Artificial Intimidation and Leviathan rolling over

So, after yesterday’s blog, the question naturally arises, “Don’t the Scriptures themselves say a lot of intimidating things?” And the answer is, “Yes, of course.” Just off the top of my head, I would name the following as powerful symbols of real fears:

Primordial chaos, violence (starting with brother killing brother), vengeance (almost as evil as the originating violence), Egypt (empire built on power), war/enemies, Leviathan, “Lions, Behemoth, and Bears” (oh no!), Babylon (empire built on power), Assyria (empire built on power), Greece (empire built on power), Rome (empire built on power), Satan/the devil, demons/evil spirits, the love of money, the prince of the power of the air (say that 10x real fast!), the Great Whore of Babylon (who loses her looks after a few chapters and simply becomes a common hooker), and, of course, the Beast (her pimp).

I probably missed a few along the way, but here are my general feelings about this list of intimidating things in the Scriptures:

1. All of these references point toward the first- the primordial chaos of creation is a real and present danger, always threatening to return if the order of creation is lost.
2. Some of these references are quite literal.
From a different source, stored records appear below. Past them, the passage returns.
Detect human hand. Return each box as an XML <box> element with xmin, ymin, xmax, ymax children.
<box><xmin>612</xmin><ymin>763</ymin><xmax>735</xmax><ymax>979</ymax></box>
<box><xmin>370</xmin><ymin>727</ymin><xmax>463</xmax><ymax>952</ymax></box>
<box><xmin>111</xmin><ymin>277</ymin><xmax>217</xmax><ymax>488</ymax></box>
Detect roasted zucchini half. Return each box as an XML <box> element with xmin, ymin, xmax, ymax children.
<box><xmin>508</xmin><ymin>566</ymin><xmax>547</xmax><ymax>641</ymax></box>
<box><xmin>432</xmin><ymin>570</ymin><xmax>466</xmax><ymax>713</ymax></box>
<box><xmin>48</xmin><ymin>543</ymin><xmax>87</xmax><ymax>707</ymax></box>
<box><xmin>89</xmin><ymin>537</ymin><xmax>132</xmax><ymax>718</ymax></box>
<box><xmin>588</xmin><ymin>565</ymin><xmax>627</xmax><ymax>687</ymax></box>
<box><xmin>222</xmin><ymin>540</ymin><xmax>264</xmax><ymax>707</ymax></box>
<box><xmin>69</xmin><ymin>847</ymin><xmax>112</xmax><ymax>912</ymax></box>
Lions had real teeth and Babylon had real spears and it would only be a fool who walked around ignoring the reality of either of them.
3. Some of these references were types. Egypt became a second-string player in the ancient near east after the rise of Babylon and Assyria, but it always remained a burning memory in Israel’s mind of an oppressive dynasty that is part of the grand story of liberation.
4. And some of these references are symbolic, which means they were, perhaps, the truest and most powerful references of all. Egypt will pass away as a significant player in geo-politics, but “evil spirits” are real and present dangers everywhere. They just may not be ‘real’ in the sense of ‘literal, tangible, observable’ kinds of things.
5. Most importantly and finally, each of these genuinely intimidating things is ultimately subservient to God’s power. And that’s where Leviathan is such an interesting symbol.

Leviathan is worth an afternoon of googling. It was such an extraordinary symbol of chaos and real fear in ancient times. Sometimes it seems to be an ordinary frightening creature- perhaps a crocodile- at other times, the stuff of legends, like the sea monster that eats ships lost at sea, whose real existence is verified by any number of drunken sailors. Real or not, Leviathan is a powerful symbol of real fear.
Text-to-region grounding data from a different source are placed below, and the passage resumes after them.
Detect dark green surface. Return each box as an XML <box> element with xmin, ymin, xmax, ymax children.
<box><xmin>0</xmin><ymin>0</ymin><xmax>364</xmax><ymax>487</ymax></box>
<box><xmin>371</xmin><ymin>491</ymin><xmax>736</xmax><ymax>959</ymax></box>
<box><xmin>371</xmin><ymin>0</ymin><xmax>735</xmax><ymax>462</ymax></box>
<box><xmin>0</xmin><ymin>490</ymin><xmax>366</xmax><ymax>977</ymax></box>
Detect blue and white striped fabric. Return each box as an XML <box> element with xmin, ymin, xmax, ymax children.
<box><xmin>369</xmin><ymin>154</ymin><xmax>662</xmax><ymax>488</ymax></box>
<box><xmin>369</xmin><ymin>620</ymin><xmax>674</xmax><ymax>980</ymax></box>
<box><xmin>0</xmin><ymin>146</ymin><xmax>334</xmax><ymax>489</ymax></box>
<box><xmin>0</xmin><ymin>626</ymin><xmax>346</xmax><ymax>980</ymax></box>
And so, in Psalm 104, a celebratory creation psalm, we hear that God made Leviathan for a distinct purpose. When the psalm speaks of the seas, it says, “There go the ships, and Leviathan that you formed to sport in it.” The image is that this fearsome creature of the deep, the loathsome threat to life as we know it, is jumping hoops when God blows a whistle, a cheap form of entertainment in God’s very own HDTV.

And that is the ultimate fate of all of these real forms intimidation: Even Leviathan/Rome/etc. are under God’s providential care.


  1. Amen brother. Far from intimidation, the prophet says in Isaiah 40, "Comfort, comfort my people, says your God . . . and the glory of the Lord will be revealed, and all mankind TOGETHER will see it." We sing it and hear it sung for us - we should remember.

  2. Hi Mark.

    Would you be kind enough to elaborate slighty on your title? Either I don't understand it, or I'm simply trying to read too much into a light pun.

    I came across your blog, as I was googling that very pun just to scan for previous usage.


  3. Hi Christian.
    I'm not sure which pun you are referring to. "Artificial Intimidation" perhaps? If so, I use that pun to indicate that"Left Behind Theology" often uses powerful symbols literally, to evoke sheer terror, when the Scriptures often use them differently. Yes, they are scary and powerful symbols, but they are also always under God's providential rule, made known to us in the suffering death of the cross. To evoke them as sheer symbols of terror is to separate them from the salvation story, of which they are a part. That's why I call the intimidation "artificial."